American Community Survey (ACS) 2014-2018 Industry
This is a subset of data narrowed to specific industries of interest. For example, Finance and Healthcare is one of the available industries within the ACS collection.

Advantages: A relevant source given the industry match and the source data is provided at an occupation level. This is the most commonly used source for identifying availability.

Disadvantages: The data is dated given it is a survey covering 2014-2018 occupation information and not all industries are available.

EEO-1 Reports
This data is collected annually and made publicly available in the aggregate. The data is provided by its North American Industry Classification System (NAICS) code level, as well as by year and geographical area.

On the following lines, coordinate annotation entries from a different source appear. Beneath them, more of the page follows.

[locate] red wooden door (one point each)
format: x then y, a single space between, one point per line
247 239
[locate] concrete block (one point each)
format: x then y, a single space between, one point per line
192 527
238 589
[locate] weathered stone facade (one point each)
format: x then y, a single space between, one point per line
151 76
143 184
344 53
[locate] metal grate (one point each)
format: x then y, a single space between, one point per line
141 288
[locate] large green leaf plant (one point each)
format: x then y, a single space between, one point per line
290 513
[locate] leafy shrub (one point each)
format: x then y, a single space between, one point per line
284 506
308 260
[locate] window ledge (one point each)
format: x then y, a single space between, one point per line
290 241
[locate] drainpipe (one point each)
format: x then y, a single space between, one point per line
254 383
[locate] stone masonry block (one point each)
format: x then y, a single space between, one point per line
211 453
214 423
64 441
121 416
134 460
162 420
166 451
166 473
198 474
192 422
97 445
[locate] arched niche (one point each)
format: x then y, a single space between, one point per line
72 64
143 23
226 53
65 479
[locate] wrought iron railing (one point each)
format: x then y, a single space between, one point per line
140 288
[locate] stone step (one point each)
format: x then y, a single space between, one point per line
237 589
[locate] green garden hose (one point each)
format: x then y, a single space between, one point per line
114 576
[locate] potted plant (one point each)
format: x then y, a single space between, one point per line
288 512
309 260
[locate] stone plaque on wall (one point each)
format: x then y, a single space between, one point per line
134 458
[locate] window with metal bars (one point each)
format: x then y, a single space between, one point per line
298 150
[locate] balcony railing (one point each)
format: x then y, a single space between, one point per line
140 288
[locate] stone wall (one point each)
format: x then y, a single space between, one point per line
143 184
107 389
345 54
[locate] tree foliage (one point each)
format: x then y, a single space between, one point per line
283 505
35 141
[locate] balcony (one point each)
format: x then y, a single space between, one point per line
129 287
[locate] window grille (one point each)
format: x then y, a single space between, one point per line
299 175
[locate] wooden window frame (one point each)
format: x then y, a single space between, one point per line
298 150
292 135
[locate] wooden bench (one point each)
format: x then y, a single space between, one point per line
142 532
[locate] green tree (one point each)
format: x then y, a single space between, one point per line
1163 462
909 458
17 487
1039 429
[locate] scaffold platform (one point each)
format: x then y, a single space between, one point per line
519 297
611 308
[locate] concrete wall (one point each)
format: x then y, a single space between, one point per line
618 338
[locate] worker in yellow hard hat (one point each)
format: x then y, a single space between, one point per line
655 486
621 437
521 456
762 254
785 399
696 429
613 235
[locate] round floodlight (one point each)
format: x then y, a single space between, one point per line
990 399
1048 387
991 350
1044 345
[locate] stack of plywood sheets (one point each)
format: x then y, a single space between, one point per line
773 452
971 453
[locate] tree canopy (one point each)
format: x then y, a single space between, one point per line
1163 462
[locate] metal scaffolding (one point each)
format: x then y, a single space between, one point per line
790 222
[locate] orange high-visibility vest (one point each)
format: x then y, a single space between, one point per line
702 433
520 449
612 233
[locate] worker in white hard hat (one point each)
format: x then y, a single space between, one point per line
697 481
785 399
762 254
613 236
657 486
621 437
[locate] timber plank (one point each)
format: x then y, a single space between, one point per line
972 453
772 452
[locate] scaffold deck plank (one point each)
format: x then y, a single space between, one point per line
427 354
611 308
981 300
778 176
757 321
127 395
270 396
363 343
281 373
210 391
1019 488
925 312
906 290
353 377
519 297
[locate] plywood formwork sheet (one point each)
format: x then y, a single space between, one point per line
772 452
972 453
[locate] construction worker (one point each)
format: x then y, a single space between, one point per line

Advantages: The occupational data available is more recent than the ACS data, although still a couple years dated.

Disadvantages: The data is broadly aggregated at an EEO-1 category level and not specifically tied to an occupation.

Integrated Postsecondary Education Data System (IPEDS) data can be accessed through the National Center for Education Statistics (NCES). The data query can be customized to meet your project needs (e.g., discipline, degree, year).

Advantages: This data is useful for projected occupational growth areas where data may be new or for jobs that require tenure and specific credentials (e.g., professor).

Disadvantages: There may need to be additional time built in for researching and identifying the correct subset of data to use. Also, it is most useful for new hire data for jobs requiring a college degree.

Source data is not created equally and will differ on things such as: specificity, recency, and usability.


In addition to the data considerations, there are also business constraints to weigh, such as: cost, time, and resources (e.g., staff). How much is available may change with each project.

First, identify the goal of the diversity project, and then decide on the appropriate availability source to accomplish that goal.